UNITED STATES DISTRICT COURT FOR THE DISTRICT OF IDAHO REBECCA ANN HEATON, Petitioner, Case No. 4:19-CV-00196-CWD

v. MEMORANDUM DECISION AND ORDER ANDREW SAUL, Commissioner of Social Security Administration,

Respondent.

INTRODUCTION Before the Court is Rebecca Ann Heaton’s Petition for Review of the final decision of the Commissioner of Social Security denying her application for a period of disability and disability insurance benefits, filed on May 30, 2019. (Dkt. 1.) The Court has reviewed the Petition, the Answer, the parties’ memoranda, and the administrative record (AR), and for the reasons that follow, will affirm the ALJ’s decision and dismiss the petition.1 PROCEDURAL AND FACTUAL HISTORY On July 4, 2015, Petitioner filed an application for Title II Disability Insurance

1 Andrew Saul was sworn in as Commissioner of Social Security on June 17, 2019, and is the named Respondent. 42 U.S.C. § 405(g). Benefits, alleging disability beginning on September 15, 2014. At the time of the alleged disability onset date, Petitioner was 32 years of age. She has a high school education with

prior work experience as a court clerk and auto supplies sales person. (AR 36.) Petitioner claims she is unable to work due to hand/arm problems and mental impairments. Petitioner has undergone multiple surgical procedures and other treatments for bilateral carpal tunnel syndrome and cubital tunnel syndrome but reports ongoing symptoms and limitations with her hands and arms including pain and weakness. Petitioner has been diagnosed with major depressive disorder and generalized anxiety disorder for which she

has received treatment but complains of continuing symptoms including understanding, remembering, or applying information; interacting with others; concentrating, persisting, or maintaining pace; and adapting or managing herself. Petitioner’s application was denied initially and on reconsideration. A hearing was conducted on January 11, 2018, before Administrative Law Judge (ALJ) Tanya

Dvarishkis. After hearing testimony from Petitioner and vocational expert Kent Granat, the ALJ issued an unfavorable decision finding Petitioner not disabled on April 24, 2018. (AR 23-38.) Petitioner’s request for review by the Appeals Council was denied on April 2, 2019, making the ALJ’s decision final. See 42 U.S.C. § 405(h). Petitioner timely filed this action seeking judicial review of the ALJ’s decision under 42 U.S.C. § 405(g).

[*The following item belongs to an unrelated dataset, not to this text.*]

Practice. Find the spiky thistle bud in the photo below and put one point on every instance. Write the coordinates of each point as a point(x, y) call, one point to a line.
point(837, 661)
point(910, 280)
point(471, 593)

Petitioner challenges: 1) whether the ALJ was constitutionally appointed; and 2) whether the ALJ properly considered the opinion evidence and the RFC determination is supported by substantial evidence. STANDARD OF REVIEW The Court must uphold an ALJ’s decision unless: 1) the decision is based on legal

error, or 2) the decision is not supported by substantial evidence. Revels v. Berryhill, 874 F.3d 648, 654 (9th Cir. 2017). Substantial evidence is “‘such relevant evidence as a reasonable mind might accept as adequate to support a conclusion.’” Biestek v. Berryhill, 139 S.Ct. 1148, 1154 (2019) (quoting Consolidated Edison Co. v. NLRB, 305 U.S. 197, 229 (1938)). It is more than a scintilla, but less than a preponderance of evidence. Orn v. Astrue, 495 F.3d 625, 630 (9th Cir. 2007).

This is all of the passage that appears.